Our prolonged summary of the record contains references to the repeated expressions of opinion of appellant's various physicians and surgeons that his ability to engage in gainful employment would be markedly impaired by his physical condition, as well as his age, and the nature of the skills which he possesses. However, resolution of this issue does not depend solely on medical opinion evidence, Gotshaw v. Ribicoff, supra, 307 F.2d p. 844; Underwood v. Ribicoff, supra, 298 F.2d p. 851. Rather, appellant's age, work history, educational background, and job opportunities are to be considered in the light of the principle recently stated by us that a claimant is "not required by the use of a catalogue of the nation's industrial occupations to go down the list and verbally negative his capacity for each of them or their availability to him as an actual opportunity for employment," Underwood v. Ribicoff, 298 F.2d p. 854; Woodson v. Celebrezze, supra; Cochran v. Celebrezze, supra, all quoting with approval from Butler v. Flemming, 288 F.2d 591, 595 (5 Cir. 1961).

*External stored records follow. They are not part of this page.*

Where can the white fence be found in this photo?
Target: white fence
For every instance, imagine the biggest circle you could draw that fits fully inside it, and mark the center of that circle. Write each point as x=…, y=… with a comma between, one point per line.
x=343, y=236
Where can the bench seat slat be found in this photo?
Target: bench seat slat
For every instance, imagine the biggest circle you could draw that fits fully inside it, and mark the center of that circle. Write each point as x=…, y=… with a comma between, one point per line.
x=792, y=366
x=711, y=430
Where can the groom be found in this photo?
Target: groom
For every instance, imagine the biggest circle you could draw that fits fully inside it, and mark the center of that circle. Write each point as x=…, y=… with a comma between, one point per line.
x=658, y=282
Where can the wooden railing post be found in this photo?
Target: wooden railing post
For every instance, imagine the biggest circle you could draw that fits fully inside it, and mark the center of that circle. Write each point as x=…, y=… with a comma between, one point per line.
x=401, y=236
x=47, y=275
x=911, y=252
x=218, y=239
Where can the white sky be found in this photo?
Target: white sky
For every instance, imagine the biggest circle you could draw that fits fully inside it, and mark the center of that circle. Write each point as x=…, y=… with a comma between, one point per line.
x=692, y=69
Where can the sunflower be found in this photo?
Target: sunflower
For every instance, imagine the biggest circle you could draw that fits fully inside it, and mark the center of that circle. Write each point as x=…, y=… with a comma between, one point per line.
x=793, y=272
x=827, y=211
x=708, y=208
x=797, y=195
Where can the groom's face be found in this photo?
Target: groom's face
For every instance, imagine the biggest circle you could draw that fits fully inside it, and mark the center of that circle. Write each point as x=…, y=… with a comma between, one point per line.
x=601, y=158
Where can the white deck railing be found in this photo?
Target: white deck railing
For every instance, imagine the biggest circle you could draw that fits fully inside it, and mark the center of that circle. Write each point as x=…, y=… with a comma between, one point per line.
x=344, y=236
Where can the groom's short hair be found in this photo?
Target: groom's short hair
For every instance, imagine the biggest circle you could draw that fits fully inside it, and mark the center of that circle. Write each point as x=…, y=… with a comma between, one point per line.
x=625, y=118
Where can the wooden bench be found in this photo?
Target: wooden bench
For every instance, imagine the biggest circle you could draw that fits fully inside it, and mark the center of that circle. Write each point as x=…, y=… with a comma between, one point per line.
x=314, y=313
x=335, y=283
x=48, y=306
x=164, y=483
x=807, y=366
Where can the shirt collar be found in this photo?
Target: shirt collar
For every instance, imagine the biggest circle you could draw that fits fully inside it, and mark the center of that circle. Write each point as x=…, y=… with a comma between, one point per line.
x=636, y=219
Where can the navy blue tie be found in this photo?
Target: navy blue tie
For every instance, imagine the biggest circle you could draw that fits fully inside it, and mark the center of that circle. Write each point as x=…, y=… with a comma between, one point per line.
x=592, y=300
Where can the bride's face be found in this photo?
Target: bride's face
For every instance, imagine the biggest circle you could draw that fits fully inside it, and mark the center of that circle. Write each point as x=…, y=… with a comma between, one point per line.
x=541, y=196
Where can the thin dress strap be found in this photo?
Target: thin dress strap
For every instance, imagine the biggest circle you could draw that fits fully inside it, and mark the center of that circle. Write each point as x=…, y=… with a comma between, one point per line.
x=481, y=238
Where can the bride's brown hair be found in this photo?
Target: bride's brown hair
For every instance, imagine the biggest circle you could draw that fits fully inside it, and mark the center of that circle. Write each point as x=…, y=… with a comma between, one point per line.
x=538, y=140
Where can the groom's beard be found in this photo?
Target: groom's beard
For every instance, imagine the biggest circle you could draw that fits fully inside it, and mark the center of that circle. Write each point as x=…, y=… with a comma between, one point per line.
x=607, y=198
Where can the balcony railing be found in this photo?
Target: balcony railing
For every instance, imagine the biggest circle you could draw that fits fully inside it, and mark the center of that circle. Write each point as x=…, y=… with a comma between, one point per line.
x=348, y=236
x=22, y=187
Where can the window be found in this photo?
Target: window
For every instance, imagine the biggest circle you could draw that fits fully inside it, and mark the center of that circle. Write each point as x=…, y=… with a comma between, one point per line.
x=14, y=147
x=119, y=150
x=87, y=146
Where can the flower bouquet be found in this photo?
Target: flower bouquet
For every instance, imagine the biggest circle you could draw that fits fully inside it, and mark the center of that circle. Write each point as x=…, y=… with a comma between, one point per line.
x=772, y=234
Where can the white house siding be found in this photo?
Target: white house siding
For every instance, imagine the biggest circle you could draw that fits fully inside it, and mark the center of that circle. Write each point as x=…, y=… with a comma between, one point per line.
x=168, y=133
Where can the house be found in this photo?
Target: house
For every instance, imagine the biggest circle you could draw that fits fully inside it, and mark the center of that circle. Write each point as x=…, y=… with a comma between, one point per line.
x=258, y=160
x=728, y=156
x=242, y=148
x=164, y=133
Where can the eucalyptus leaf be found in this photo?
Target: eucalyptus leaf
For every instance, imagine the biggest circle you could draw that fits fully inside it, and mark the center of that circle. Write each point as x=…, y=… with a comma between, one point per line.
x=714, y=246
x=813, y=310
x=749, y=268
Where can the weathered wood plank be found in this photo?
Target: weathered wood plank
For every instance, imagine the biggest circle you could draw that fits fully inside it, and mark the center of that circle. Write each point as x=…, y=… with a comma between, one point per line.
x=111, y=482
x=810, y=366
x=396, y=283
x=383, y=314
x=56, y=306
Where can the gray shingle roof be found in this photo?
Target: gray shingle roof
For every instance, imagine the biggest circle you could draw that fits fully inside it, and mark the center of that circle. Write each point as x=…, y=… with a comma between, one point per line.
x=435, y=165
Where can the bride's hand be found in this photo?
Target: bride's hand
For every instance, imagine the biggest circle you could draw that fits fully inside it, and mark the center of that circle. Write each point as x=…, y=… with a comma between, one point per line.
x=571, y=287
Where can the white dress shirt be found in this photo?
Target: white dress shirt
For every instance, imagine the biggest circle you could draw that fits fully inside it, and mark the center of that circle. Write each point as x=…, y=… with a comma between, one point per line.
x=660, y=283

Appellant at the time of his claim for benefits was fifty-seven years old; he possessed a seventh grade education; and his work history revealed that he had experience as a farmer, carpenter, laborer, and that, for a brief period in 1944, he owned and operated a filling station. Manifestly, appellant's training equipped him only for work demanding considerable physical exertion and a strong body operating at peak efficiency. When appellant was unable to bend his right knee, his ankle was weak, he was unable to do any lifting, he could not stay on his feet for long periods of time, he suffered pain at the least exertion, and he was required to use a cane or crutch in walking or standing, he lacked the physical ability to engage in the usual occupations in which he was previously able to engage. Moreover, the record reveals that appellant had sought, and been denied, employment in the construction industry and as a service station attendant. Since appellant lacked experience or training for sedentary employment, the absurdity of appellee's finding that appellant retained sufficient mental and physical capacity to engage in substantial gainful activity need not be further considered.
The judgment of the lower court is reversed, with instruction to reverse the finding of appellee denying appellant the benefits he claimed.